¿Habla Dios?
El Dios cristiano es un Dios que habla: está en su
naturaleza, se comunica con el ser humano, desea hacerlo: “[Dios] La sabiduría
clama en las calles, alza su voz en las plazas; clama en los principales
lugares de reunión; en las entradas de las puertas de la ciudad, dice sus
razones.” (Prov.1,20-22)[1]
El Dios cristiano no es un enigma oculto que la intrepidez humana conquista y
desvela, es Dios mismo quien se revela, se auto-revela. Nos habla en la
naturaleza (“Los cielos cuentan la gloria de Dios, y el firmamento anuncia la
obra de sus manos” -Sal.19,1), y nos habla de manera diáfana en Jesús de
Nazaret, el Verbo de Dios (Jn.1,1), de quien la Biblia ofrece testimonio inspirado
(2ªTim.3,16). “El cristianismo es esencialmente una religión histórica, basada
en la afirmación de que la encarnación de Dios en Jesucristo fue un evento
histórico que tuvo lugar en Palestina cuando Augusto era emperador de Roma. (…)
En Jesús de Nazaret Dios tomó la naturaleza humana una vez y por todo y para
siempre; su encarnación en Jesús fue decisiva, permanente e irrepetible, el
momento decisivo de la historia humana y el principio de una nueva era.”[2]
Dicho en las palabras del texto bíblico: “Dios,
habiendo hablado muchas veces y de muchas maneras en otro tiempo a los padres
por los profetas, en estos potreros días nos ha hablado por el Hijo, a quien
constituyó heredero de todo, y por quien asimismo hizo el universo; el cual
siendo el resplandor de su gloria, y la imagen misma de su sustancia, y quien
sustenta todas las cosas con la palabra de su poder, habiendo efectuado la
purificación de nuestros pecados por medio de sí mismo, se sentó a la diestra
de la majestad en las alturas, hecho tanto superior a los ángeles, cuanto
heredó más excelente nombre que ellos.” (Heb.1,1-4)

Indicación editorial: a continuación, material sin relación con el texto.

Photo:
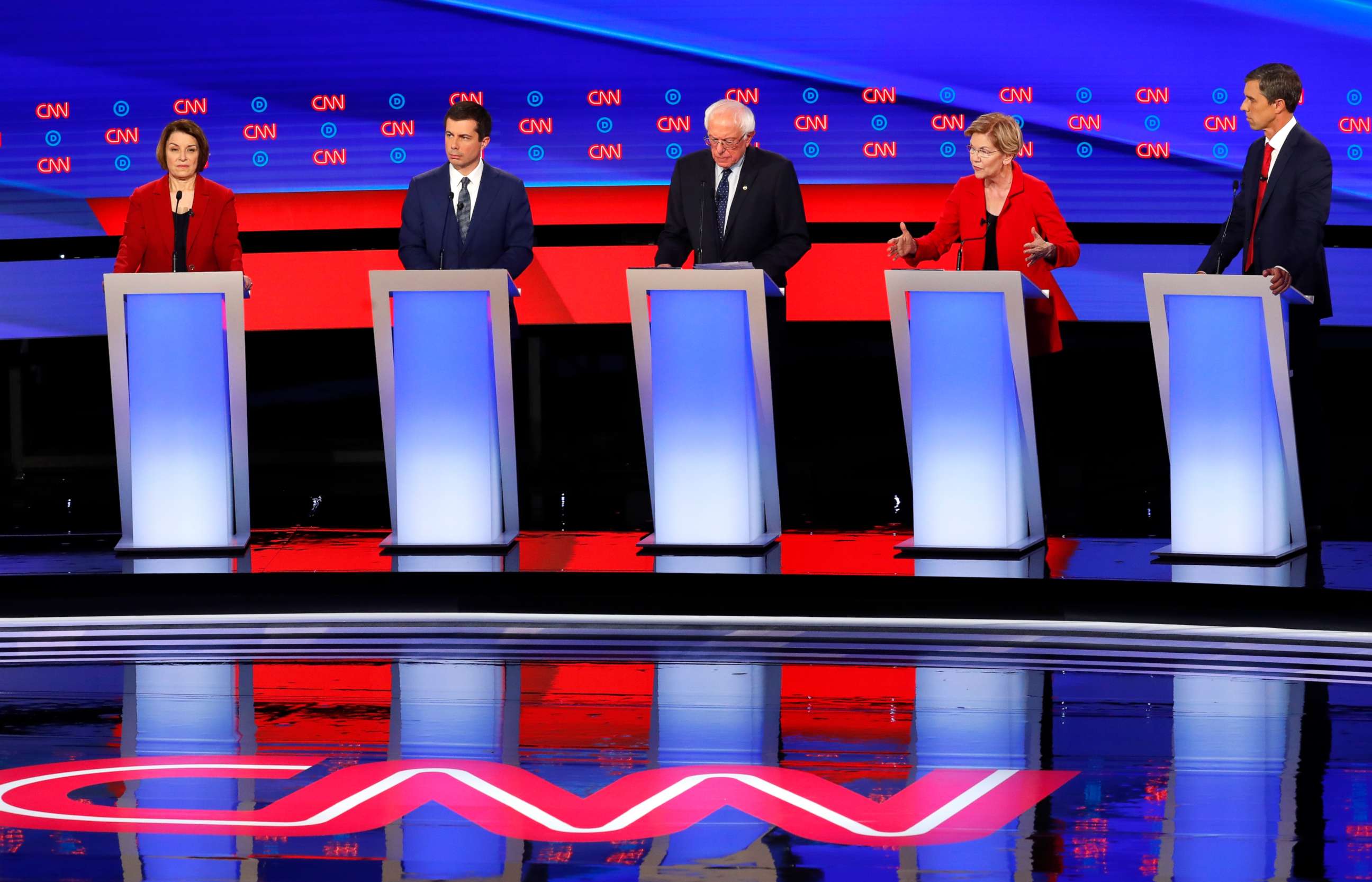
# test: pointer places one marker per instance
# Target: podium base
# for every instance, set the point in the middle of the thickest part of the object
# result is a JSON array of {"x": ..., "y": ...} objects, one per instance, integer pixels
[
  {"x": 233, "y": 546},
  {"x": 1274, "y": 556},
  {"x": 392, "y": 546},
  {"x": 910, "y": 546},
  {"x": 758, "y": 546}
]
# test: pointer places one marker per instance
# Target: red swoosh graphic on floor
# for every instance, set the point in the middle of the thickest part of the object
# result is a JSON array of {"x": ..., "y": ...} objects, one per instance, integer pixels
[{"x": 944, "y": 806}]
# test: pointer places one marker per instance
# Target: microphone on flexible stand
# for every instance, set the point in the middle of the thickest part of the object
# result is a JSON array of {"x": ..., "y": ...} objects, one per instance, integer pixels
[
  {"x": 176, "y": 210},
  {"x": 700, "y": 238},
  {"x": 442, "y": 243},
  {"x": 1225, "y": 231}
]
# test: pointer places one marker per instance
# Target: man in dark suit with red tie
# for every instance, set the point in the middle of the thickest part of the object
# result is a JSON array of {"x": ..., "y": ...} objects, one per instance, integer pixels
[{"x": 1278, "y": 223}]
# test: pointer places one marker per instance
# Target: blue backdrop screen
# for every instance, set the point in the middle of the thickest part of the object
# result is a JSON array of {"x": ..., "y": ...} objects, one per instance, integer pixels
[{"x": 1131, "y": 109}]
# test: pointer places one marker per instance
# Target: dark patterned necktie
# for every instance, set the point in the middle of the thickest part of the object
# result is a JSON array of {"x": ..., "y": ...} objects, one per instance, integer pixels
[
  {"x": 464, "y": 199},
  {"x": 722, "y": 202}
]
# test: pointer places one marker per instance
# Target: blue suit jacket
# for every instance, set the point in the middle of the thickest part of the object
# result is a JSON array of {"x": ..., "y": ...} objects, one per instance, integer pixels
[{"x": 500, "y": 235}]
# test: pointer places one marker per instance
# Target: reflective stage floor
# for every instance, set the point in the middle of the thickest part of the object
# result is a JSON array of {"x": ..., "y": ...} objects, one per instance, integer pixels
[{"x": 314, "y": 711}]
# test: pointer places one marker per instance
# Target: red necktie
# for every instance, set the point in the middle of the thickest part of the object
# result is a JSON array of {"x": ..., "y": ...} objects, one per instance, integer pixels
[{"x": 1257, "y": 210}]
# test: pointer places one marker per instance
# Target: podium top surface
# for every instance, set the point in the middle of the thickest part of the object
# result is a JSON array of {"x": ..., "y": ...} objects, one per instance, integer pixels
[
  {"x": 228, "y": 283},
  {"x": 965, "y": 280},
  {"x": 1199, "y": 284},
  {"x": 674, "y": 279},
  {"x": 402, "y": 280}
]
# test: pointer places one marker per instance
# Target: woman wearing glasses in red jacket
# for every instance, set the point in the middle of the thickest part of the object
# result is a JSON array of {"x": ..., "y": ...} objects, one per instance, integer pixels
[{"x": 1006, "y": 220}]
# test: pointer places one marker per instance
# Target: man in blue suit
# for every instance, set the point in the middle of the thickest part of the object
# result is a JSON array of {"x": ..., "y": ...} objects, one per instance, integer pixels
[{"x": 467, "y": 214}]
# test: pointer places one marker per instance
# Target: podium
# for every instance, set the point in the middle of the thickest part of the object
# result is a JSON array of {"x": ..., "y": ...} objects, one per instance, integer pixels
[
  {"x": 177, "y": 380},
  {"x": 962, "y": 361},
  {"x": 1220, "y": 344},
  {"x": 704, "y": 390},
  {"x": 448, "y": 408}
]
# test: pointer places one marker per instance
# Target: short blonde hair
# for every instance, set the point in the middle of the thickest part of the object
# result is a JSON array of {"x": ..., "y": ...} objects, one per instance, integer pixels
[
  {"x": 184, "y": 127},
  {"x": 1002, "y": 129}
]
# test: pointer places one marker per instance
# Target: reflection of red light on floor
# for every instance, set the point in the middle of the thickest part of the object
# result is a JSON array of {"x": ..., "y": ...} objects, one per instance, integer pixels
[{"x": 600, "y": 707}]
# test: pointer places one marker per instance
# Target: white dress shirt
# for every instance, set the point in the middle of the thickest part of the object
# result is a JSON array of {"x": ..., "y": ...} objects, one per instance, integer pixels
[
  {"x": 737, "y": 169},
  {"x": 1278, "y": 140},
  {"x": 472, "y": 184}
]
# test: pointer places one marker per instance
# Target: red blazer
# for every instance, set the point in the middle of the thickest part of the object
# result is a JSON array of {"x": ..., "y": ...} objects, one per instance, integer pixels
[
  {"x": 1028, "y": 206},
  {"x": 212, "y": 245}
]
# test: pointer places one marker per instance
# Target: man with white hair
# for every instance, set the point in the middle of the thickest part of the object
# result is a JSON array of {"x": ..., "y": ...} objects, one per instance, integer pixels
[{"x": 732, "y": 203}]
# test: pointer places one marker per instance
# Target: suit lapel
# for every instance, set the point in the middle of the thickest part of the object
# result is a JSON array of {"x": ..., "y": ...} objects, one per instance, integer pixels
[
  {"x": 161, "y": 220},
  {"x": 1275, "y": 177},
  {"x": 202, "y": 199},
  {"x": 743, "y": 194}
]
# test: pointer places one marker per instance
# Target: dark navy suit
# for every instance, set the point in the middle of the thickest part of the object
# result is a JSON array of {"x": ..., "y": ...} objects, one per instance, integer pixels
[{"x": 500, "y": 235}]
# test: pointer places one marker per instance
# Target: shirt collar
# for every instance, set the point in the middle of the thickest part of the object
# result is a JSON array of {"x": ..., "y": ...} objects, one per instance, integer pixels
[
  {"x": 475, "y": 175},
  {"x": 1279, "y": 139}
]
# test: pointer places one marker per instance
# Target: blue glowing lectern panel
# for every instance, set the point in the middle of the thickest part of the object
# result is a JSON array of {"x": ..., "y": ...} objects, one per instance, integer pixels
[
  {"x": 179, "y": 420},
  {"x": 963, "y": 370},
  {"x": 1223, "y": 379},
  {"x": 704, "y": 390},
  {"x": 448, "y": 465},
  {"x": 708, "y": 479}
]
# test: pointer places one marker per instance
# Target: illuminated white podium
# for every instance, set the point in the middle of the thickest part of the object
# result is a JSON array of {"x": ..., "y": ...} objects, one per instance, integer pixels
[
  {"x": 1220, "y": 344},
  {"x": 962, "y": 361},
  {"x": 704, "y": 387},
  {"x": 177, "y": 380},
  {"x": 448, "y": 408}
]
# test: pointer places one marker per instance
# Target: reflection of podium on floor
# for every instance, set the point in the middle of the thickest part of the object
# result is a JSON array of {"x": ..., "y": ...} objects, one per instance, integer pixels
[
  {"x": 962, "y": 361},
  {"x": 177, "y": 379},
  {"x": 704, "y": 387},
  {"x": 1224, "y": 379},
  {"x": 448, "y": 409}
]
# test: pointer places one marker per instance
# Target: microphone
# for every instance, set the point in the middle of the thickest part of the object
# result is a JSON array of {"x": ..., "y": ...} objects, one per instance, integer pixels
[
  {"x": 176, "y": 210},
  {"x": 442, "y": 243},
  {"x": 700, "y": 249},
  {"x": 1225, "y": 231}
]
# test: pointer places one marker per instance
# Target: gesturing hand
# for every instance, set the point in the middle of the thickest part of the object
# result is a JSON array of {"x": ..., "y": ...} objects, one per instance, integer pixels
[
  {"x": 902, "y": 245},
  {"x": 1039, "y": 249}
]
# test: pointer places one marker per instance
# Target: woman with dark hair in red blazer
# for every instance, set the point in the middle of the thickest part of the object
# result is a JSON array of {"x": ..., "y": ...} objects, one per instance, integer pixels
[
  {"x": 1006, "y": 220},
  {"x": 182, "y": 223}
]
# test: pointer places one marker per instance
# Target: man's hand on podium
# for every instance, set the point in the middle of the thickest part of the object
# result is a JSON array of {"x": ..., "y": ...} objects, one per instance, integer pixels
[{"x": 902, "y": 245}]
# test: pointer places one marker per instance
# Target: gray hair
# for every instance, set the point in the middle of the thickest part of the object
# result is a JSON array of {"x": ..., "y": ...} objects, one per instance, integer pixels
[{"x": 740, "y": 112}]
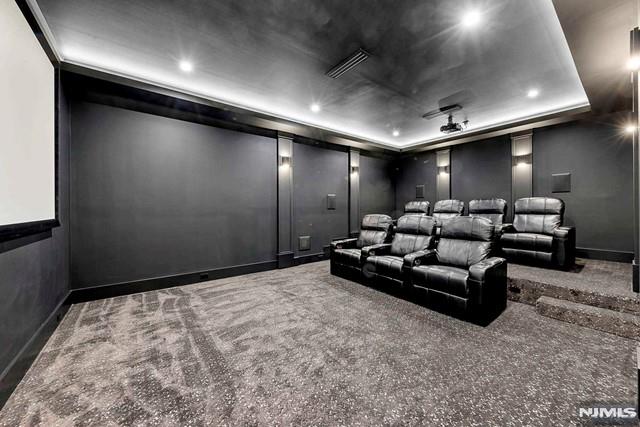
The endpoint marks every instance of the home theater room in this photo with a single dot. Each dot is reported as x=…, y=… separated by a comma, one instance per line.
x=319, y=212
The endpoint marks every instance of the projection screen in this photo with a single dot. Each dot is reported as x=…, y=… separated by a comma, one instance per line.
x=27, y=124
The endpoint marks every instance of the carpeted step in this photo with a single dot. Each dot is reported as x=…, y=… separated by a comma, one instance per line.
x=622, y=324
x=528, y=292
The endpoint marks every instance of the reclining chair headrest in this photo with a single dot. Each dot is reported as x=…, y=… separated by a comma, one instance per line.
x=488, y=206
x=449, y=206
x=417, y=206
x=376, y=222
x=468, y=228
x=539, y=206
x=416, y=224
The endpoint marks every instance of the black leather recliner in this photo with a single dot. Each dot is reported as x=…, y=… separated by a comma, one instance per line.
x=420, y=207
x=346, y=255
x=493, y=209
x=537, y=235
x=413, y=233
x=459, y=273
x=445, y=209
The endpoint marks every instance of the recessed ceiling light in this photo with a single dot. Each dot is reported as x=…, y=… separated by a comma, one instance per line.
x=533, y=93
x=186, y=66
x=471, y=19
x=633, y=63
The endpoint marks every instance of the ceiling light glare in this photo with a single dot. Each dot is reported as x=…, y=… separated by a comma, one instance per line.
x=471, y=19
x=186, y=66
x=533, y=93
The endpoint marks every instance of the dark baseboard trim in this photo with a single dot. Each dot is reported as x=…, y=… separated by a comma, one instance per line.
x=127, y=288
x=305, y=259
x=604, y=255
x=18, y=367
x=285, y=259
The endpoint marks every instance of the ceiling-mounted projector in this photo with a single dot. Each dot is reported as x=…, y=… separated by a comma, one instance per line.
x=452, y=127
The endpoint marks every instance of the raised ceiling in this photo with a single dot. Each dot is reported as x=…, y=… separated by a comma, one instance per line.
x=271, y=56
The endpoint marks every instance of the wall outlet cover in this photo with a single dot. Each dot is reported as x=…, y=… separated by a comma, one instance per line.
x=561, y=182
x=304, y=243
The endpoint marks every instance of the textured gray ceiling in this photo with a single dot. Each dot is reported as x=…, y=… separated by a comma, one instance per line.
x=271, y=56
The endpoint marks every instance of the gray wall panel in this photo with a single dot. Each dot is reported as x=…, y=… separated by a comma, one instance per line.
x=418, y=169
x=600, y=160
x=482, y=170
x=377, y=192
x=317, y=172
x=34, y=271
x=153, y=196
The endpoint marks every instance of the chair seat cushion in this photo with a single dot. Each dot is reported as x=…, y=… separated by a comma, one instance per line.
x=347, y=256
x=450, y=280
x=527, y=241
x=384, y=265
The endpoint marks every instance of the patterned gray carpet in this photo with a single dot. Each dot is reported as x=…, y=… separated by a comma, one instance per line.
x=298, y=346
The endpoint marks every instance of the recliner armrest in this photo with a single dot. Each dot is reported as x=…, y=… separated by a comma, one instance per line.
x=563, y=232
x=564, y=246
x=344, y=243
x=420, y=257
x=481, y=270
x=378, y=249
x=488, y=285
x=507, y=228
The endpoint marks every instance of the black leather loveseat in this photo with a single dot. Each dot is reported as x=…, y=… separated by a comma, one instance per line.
x=537, y=235
x=417, y=207
x=414, y=233
x=346, y=255
x=459, y=273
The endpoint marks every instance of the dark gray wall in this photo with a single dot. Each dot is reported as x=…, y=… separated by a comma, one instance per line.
x=482, y=170
x=377, y=192
x=318, y=171
x=418, y=169
x=34, y=270
x=600, y=160
x=153, y=196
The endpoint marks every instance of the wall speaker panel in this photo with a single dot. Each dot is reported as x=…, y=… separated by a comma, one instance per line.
x=331, y=202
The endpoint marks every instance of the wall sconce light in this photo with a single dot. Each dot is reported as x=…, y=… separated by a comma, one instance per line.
x=285, y=161
x=443, y=169
x=524, y=159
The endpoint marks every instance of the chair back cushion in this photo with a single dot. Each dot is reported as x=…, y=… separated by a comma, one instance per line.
x=375, y=229
x=445, y=209
x=492, y=209
x=465, y=241
x=417, y=207
x=540, y=215
x=413, y=233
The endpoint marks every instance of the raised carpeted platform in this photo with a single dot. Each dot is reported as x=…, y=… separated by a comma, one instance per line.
x=298, y=346
x=596, y=294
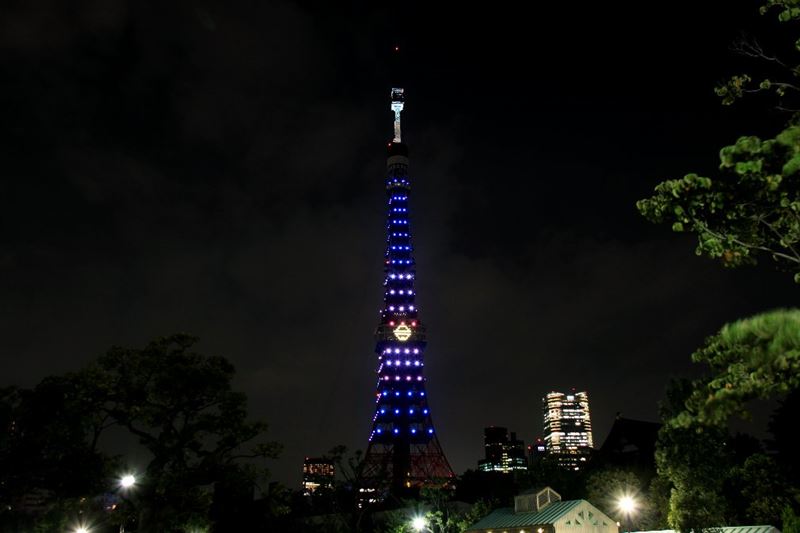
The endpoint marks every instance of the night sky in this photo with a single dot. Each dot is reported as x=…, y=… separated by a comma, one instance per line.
x=217, y=168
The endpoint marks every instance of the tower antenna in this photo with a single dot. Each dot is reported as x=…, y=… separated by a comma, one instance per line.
x=397, y=107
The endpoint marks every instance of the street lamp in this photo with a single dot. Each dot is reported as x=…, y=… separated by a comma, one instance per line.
x=628, y=505
x=419, y=523
x=126, y=482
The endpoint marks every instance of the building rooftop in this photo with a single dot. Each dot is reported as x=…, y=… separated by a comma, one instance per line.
x=506, y=517
x=734, y=529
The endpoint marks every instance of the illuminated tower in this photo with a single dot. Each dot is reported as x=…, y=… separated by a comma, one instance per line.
x=403, y=450
x=568, y=428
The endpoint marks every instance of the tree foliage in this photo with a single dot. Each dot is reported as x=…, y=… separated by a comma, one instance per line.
x=176, y=403
x=180, y=406
x=754, y=358
x=751, y=207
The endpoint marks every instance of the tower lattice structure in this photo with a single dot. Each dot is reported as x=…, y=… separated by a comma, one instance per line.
x=404, y=450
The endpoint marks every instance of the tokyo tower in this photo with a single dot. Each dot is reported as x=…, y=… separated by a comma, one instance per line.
x=403, y=451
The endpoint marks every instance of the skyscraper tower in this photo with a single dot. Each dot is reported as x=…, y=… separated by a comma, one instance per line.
x=403, y=450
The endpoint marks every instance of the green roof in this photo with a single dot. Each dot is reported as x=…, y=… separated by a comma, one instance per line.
x=736, y=529
x=506, y=517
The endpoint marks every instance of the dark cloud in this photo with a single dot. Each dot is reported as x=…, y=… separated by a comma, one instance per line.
x=217, y=168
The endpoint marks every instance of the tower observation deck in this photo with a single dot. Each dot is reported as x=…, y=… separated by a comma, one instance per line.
x=403, y=450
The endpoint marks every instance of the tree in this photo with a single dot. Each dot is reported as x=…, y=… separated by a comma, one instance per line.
x=180, y=406
x=758, y=357
x=48, y=456
x=752, y=208
x=759, y=491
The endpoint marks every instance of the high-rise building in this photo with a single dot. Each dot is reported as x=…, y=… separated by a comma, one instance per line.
x=536, y=451
x=503, y=453
x=318, y=472
x=403, y=450
x=568, y=428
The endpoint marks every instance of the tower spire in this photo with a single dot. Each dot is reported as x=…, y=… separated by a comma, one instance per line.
x=397, y=107
x=403, y=450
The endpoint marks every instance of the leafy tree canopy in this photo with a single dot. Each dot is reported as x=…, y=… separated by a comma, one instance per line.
x=754, y=358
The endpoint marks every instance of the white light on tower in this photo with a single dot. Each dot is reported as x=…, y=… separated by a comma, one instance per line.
x=397, y=107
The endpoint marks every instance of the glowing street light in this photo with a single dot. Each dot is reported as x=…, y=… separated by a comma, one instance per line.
x=127, y=481
x=628, y=505
x=419, y=523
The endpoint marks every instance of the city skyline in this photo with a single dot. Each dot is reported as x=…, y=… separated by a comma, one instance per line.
x=220, y=171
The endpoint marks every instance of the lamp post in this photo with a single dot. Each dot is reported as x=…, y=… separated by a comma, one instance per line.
x=418, y=523
x=628, y=505
x=126, y=482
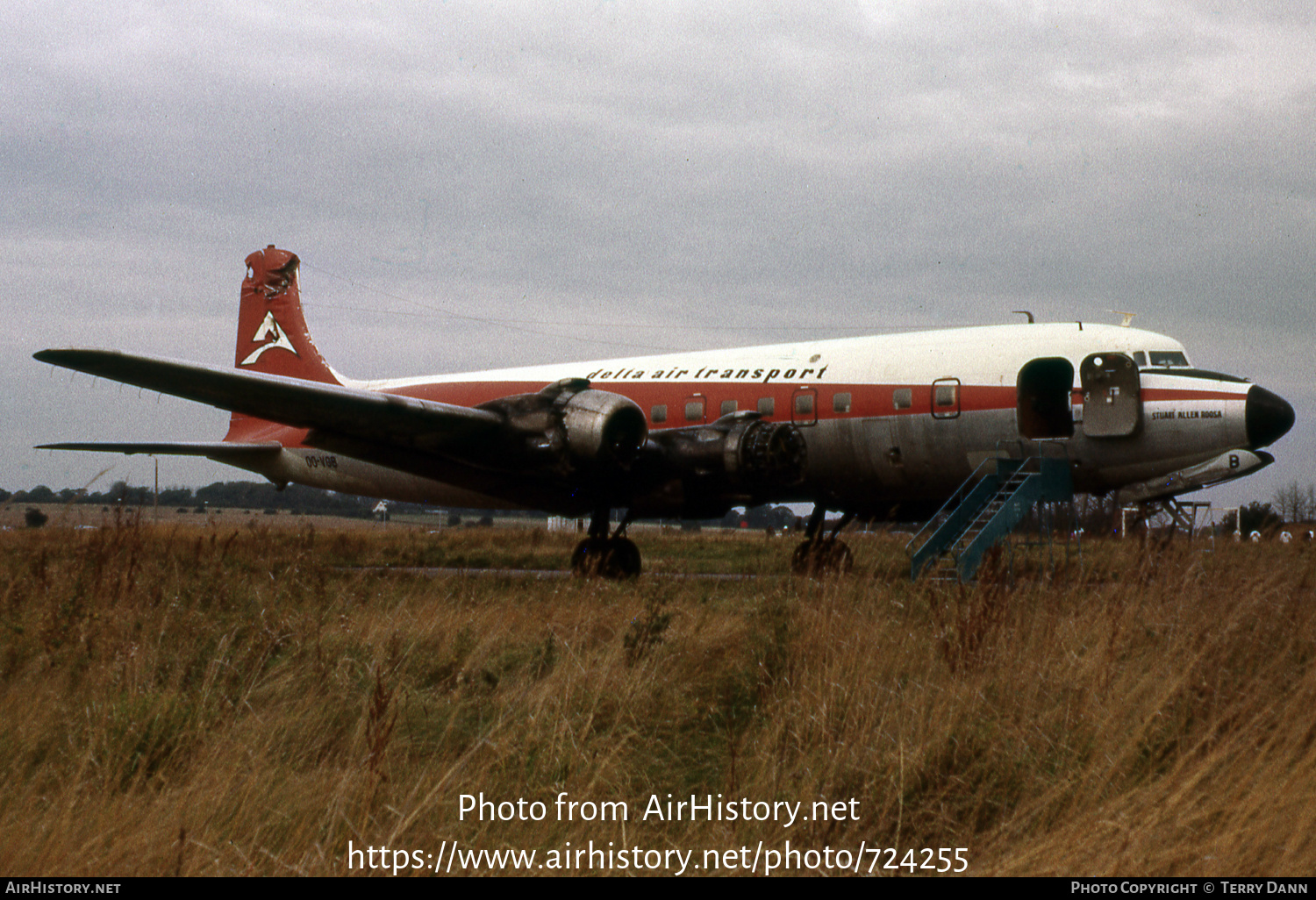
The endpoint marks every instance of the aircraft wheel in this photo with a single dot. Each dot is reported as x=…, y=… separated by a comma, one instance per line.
x=821, y=558
x=602, y=557
x=624, y=560
x=802, y=561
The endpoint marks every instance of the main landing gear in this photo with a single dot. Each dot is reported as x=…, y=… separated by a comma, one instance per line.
x=605, y=555
x=823, y=554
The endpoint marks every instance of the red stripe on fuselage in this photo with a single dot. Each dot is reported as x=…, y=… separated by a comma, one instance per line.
x=866, y=400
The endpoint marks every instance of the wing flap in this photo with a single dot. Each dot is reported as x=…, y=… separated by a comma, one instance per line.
x=368, y=415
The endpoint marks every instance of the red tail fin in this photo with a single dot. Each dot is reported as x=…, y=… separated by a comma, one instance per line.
x=271, y=332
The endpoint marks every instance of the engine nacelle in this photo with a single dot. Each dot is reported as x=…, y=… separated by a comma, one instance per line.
x=736, y=461
x=603, y=428
x=566, y=428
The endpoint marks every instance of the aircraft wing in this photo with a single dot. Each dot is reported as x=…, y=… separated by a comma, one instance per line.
x=332, y=408
x=218, y=450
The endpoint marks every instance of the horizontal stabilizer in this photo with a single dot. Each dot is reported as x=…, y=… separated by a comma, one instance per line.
x=328, y=408
x=226, y=449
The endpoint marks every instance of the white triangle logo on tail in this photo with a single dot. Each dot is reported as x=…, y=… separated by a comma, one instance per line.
x=274, y=337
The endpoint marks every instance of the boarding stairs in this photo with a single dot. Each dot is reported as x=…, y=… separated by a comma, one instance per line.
x=983, y=511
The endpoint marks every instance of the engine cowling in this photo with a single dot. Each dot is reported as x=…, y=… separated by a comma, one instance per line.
x=603, y=428
x=568, y=428
x=736, y=461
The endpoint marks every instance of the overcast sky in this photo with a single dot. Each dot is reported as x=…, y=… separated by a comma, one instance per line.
x=476, y=184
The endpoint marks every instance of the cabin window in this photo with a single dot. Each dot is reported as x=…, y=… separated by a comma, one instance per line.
x=1169, y=358
x=945, y=396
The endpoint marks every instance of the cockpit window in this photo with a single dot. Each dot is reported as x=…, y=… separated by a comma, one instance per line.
x=1169, y=358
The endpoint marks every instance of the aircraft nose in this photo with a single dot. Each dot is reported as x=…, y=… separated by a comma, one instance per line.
x=1269, y=418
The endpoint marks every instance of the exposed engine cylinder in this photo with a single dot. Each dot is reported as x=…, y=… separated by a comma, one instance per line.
x=742, y=453
x=768, y=454
x=603, y=426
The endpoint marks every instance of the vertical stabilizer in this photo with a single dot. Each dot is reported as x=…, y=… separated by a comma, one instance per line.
x=271, y=332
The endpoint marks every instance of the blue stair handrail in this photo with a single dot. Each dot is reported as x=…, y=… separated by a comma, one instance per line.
x=995, y=481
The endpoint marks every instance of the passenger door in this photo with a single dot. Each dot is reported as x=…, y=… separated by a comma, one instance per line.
x=1112, y=402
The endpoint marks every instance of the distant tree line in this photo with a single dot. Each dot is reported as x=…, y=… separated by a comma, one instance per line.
x=1295, y=503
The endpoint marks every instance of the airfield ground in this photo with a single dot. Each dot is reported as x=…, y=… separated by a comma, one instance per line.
x=268, y=694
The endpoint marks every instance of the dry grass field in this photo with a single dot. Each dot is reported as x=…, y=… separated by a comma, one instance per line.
x=232, y=699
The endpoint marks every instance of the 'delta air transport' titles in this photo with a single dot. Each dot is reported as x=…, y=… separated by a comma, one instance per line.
x=882, y=426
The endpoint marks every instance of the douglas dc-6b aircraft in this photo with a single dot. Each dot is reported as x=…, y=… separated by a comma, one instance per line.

Esta verdad puede ilustrarse con una imagen muy
descriptiva, que vincula Antiguo y Nuevo Testamento. Cuando una persona se
acercaba al Tabernáculo en el Antiguo Testamento (Ex.26-40) se encontraba en
primer lugar con el atrio, donde ofrecía una víctima inmolada en un altar de
bronce. Se lavaba en una fuente de bronce y entraba en el lugar santo,
alumbrado tan sólo por un candelabro de siete brazos y donde se guardaban la
mesa de los panes y el altar de oro donde se quemaba incienso continuamente.
Otro velo separaba este espacio del lugar santísimo donde se hallaba el arca
del pacto y sobre su tapa (propiciatorio) se manifestaba la gloria de Dios.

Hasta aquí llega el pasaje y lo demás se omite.